Está disponível na plataforma de streaming HBO Max o documentário Navalny (2022), que ganhou o Oscar da categoria, o Bafta (da Academia Britânica) e o prêmio da Associação dos Produtores dos EUA ao retratar o advogado Alexei Navalny, que teve sua morte anunciada nesta sexta-feira (16) pelo Serviço Penitenciário Federal da Rússia. Ele era o maior opositor de Vladimir Putin, que vem se perpetuando no poder desde a renúncia de Boris Ieltsin, em 1999 — atualmente, está no seu quarto mandato como presidente (também já foi primeiro-ministro) do maior país do mundo em extensão territorial e o nono mais populoso (são 143,7 milhões de habitantes).
Dirigido pelo canadense Daniel Roher, o documentário começa com uma pergunta do realizador a seu personagem, que era o líder do partido Rússia pelo Futuro e criador da Fundação Anticorrupção:
— Se você for morto, se isso acabar acontecendo, que mensagem você gostaria de deixar para o povo russo?
O entrevistado sorri e diz:
— Me poupe, Daniel! Parece que está fazendo um filme para caso eu morra. Ok, eu estou pronto para responder à sua pergunta, mas, por favor, faça um filme diferente. Vamos fazer um thriller deste filme, e, se eu morrer, faça um filme chato in memoriam.
A resposta ajuda a dimensionar a personalidade do bonitão Navalny, que se notabilizou por organizar protestos contra Putin — "É a profissão mais perigosa do mundo", define uma jornalista no áudio de uma reportagem. O atual ocupante do Kremlin o odeia tanto, que se recusa a citar seu nome, como indicam trechos de entrevistas reproduzidos no filme. O opositor também virou sucesso em plataformas digitais e redes sociais, especialmente o Tik Tok, onde estão os jovens eleitores. Sua ambição é destronar Putin, nem que para isso tenha de marchar ao lado de nazistas.
— Em um mundo normal, em um sistema político normal, claro, eu jamais estaria no mesmo partido que eles. Mas estamos criando um coalizão ampla para lutar contra o regime, só para chegar à situação em que todos possam participar da eleição — justifica Navalny.

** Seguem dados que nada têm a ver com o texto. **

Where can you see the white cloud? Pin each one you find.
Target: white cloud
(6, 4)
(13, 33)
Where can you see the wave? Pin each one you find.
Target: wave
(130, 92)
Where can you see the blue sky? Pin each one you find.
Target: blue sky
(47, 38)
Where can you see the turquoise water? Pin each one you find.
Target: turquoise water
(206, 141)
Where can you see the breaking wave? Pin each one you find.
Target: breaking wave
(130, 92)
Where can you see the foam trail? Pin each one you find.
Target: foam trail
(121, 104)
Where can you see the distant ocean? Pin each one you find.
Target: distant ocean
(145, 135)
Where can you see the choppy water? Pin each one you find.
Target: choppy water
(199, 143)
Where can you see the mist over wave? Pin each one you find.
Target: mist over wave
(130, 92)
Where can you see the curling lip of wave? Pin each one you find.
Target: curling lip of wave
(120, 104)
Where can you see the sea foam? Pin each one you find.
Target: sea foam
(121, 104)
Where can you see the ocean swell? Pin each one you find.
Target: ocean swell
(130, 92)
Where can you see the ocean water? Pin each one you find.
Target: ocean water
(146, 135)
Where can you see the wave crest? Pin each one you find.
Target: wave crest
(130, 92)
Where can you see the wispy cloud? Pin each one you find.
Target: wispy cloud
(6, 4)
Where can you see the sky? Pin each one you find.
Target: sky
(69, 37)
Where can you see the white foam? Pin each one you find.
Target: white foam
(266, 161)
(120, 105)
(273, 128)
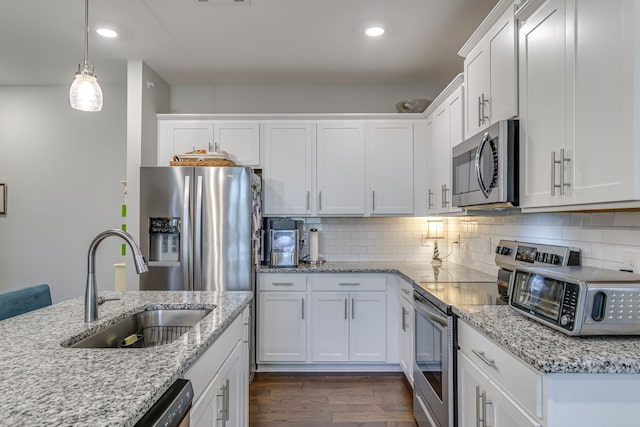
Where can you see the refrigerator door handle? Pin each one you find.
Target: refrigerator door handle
(197, 255)
(186, 233)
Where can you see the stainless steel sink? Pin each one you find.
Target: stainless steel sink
(149, 328)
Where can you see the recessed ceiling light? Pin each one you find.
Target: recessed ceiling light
(374, 31)
(106, 32)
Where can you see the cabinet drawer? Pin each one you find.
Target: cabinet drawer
(348, 282)
(282, 282)
(522, 382)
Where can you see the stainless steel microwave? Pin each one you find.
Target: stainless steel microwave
(578, 300)
(485, 168)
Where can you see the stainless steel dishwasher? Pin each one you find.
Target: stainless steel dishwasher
(172, 409)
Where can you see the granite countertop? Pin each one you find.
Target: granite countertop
(548, 350)
(541, 347)
(411, 271)
(45, 383)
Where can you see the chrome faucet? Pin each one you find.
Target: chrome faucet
(91, 293)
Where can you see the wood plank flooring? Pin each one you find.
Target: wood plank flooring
(337, 400)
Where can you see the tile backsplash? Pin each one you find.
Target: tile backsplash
(607, 239)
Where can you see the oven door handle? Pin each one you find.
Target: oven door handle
(423, 306)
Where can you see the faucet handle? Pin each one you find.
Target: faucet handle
(102, 300)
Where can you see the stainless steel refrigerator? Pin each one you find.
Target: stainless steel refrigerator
(200, 229)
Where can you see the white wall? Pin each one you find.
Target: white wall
(605, 239)
(295, 98)
(147, 94)
(62, 168)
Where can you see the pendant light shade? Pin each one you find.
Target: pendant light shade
(85, 93)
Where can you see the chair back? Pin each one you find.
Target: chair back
(24, 300)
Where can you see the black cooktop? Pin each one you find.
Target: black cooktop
(447, 294)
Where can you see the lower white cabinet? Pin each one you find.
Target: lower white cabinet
(482, 402)
(349, 326)
(220, 379)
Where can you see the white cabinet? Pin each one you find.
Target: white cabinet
(288, 168)
(340, 167)
(240, 138)
(282, 324)
(390, 163)
(445, 131)
(494, 388)
(490, 72)
(220, 379)
(578, 139)
(349, 326)
(406, 329)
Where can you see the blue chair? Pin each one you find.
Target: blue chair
(24, 300)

"Você não se sente desconfortável de ser visto em fotografias com eles?", questiona o diretor.
— Eu não me importo. Considero que seja meu superpoder político. Consigo falar com qualquer um — afirma Navalny. — De qualquer forma, eles são cidadãos da Rússia, e, se eu quiser vencer o Putin, se eu quiser ser um líder do meu país, não posso ignorar essa grande parte da população.
Aquela pergunta inicial de Roher, por sua vez, remete ao assunto central do documentário: a tentativa de assassinato, por envenenamento com a substância chamada Novichok, de Navalny, durante um voo de Tomsk para Moscou, no dia 20 de agosto de 2020. Para profissionais da TV estatal, contudo, o político apenas sofreu efeitos colaterais porque, "como todos os opositores, toma remédios antidepressivos americanos". Ou então pagou o preço por "participar de orgias homossexuais intermináveis com álcool e cocaína", sugere outro comentarista.
Como o documentário mostra, Navalny já havia sido alvo de um ataque com um líquido verde tóxico, atirado em seu rosto ("A primeira coisa que pensei foi: Jesus, eu vou ser um monstro até o fim da minha vida"), além de ser detido pela polícia em algumas ocasiões ou condenado por convocar protestos "não autorizados".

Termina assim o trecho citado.